上巻はこちら。
上巻にはおもしろい怪談作品が収録されていましたけど下巻は怪奇って感じです。怪奇小説集なんだから当然といえば当然。
好きな作品が載っていました。吉屋信子「鬼火」と半村良「箪笥」。
吉屋信子「鬼火」
怪談ではないし、かといって怪奇かっていうと怪奇って感じでもないんです。ホラーでもない。でもなーんかこわいんです。ヒトコワ。数ページの短い作品です。鋭いこわさ。

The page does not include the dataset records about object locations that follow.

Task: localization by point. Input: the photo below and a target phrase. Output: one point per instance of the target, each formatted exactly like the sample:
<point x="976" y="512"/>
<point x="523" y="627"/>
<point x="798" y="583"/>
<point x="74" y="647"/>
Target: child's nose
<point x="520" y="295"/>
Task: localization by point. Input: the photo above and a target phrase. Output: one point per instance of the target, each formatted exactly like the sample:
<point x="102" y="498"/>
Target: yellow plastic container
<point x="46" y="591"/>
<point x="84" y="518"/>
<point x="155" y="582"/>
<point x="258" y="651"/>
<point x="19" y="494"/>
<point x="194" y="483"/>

この作品については『吉屋信子集 生霊』で感想を残しています。
半村良「箪笥」
怪談アンソロジーに入っていたりする作品。けど怪談って感じでもないんです。でもなーんかこわいんです。じわじわくるこわさ。この作品については『能登怪異譚』で感想を残しています。
伊波南哲「逆立ち幽霊」と柴田錬三郎「兵隊と幽霊」は怪談。けどこわくはないです。でも怪談です。怪談がこわくなくて、怪談じゃないものがこわい。なんてことはよくあります。
この本のなかで印象に残った作品は、平井呈一「真夜中の檻」と野坂昭如「骨餓身峠死人葛」。凄味と表現したらいいのかなんなのか……。圧倒されるというか、呆気にとられるというか……。迫力のある作品。好きです。
平井呈一「真夜中の檻」
山村のお屋敷で起こる物語。恐怖小説。ホラー的。なんですけど前半のなにか起きそうな怪しげな雰囲気は怪談っぽさがあっておもしろいです。この方が怪談を書いたらものすごくこわかったんじゃないかと想像したりもしました。読んでいてゾワゾワくるんです(前半部分)。この作品のすごいのは独特の凄味。どの部分からそう感じているのか自分でもよくわからないので説明できないんですけど、なんかすごいんですよ。
野坂昭如「骨餓身峠死人葛」もすごすぎます。